The epoch is set to 1000 and the learning rate to 0.1.
# Set random seeds for reproducibility
np.random.seed(1)
torch.manual_seed(1)
# Initialize network with 509 hidden neurons
net = DecodingReLuNN(X_tensor_train.shape[1], 509) #509 = input layer + output / 2
# Initialize built-in PyTorch Crossentrop loss function
loss_fn = nn.CrossEntropyLoss()
# Run gradient descent on data
train_loss,y_pred,y_pred_test,test_loss = analysis(net,loss_fn,X_tensor_train,Y_tensor_train,
n_epochs = 1000,learning_rate=0.1)
# Plot the training loss over iterations of GD
plt.plot(train_loss)
plt.xlabel('iterations of gradient descent')
plt.ylabel('Cross entropy')
plt.show()
iteration 200/1000 | loss: 0.683
iteration 400/1000 | loss: 0.113
iteration 600/1000 | loss: 0.056
iteration 800/1000 | loss: 0.031
iteration 1000/1000 | loss: 0.024

It becomes apparent, that with the chosen hyperparameters the loss slowly minimizes over the epochs. Lets visualise our results with our good ol friend, the confusion matrix.
from sklearn.metrics import confusion_matrix
import seaborn as sns
cf_matrix_train = confusion_matrix(Y_tensor_train, y_pred)
sns.heatmap(cf_matrix_train, annot = True).set(title='Confusion matrix for the training set')
[Text(0.5, 1.0, 'Confusion matrix for the training set')]

from sklearn.metrics import accuracy_score
accuracy_score(Y_tensor_train,y_pred)
1.0
cf_matrix_test = confusion_matrix(Y_tensor_test, y_pred_test)
sns.heatmap(cf_matrix_test, annot = True).set(title='Confusion matrix for the test set')
[Text(0.5, 1.0, 'Confusion matrix for the test set')]
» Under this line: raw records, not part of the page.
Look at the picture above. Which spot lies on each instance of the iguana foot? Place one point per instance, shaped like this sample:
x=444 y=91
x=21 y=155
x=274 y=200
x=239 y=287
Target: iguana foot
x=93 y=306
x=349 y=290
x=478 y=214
accuracy_score(Y_tensor_test,y_pred_test)
0.009615384615384616
And with those wonderful results we come to an end of our machine learning journey.
The results can be summarized fairly easy: The fully connected neural network did not change anything regarding the outcome the classification task.
Further implications are discussed in the discussion section.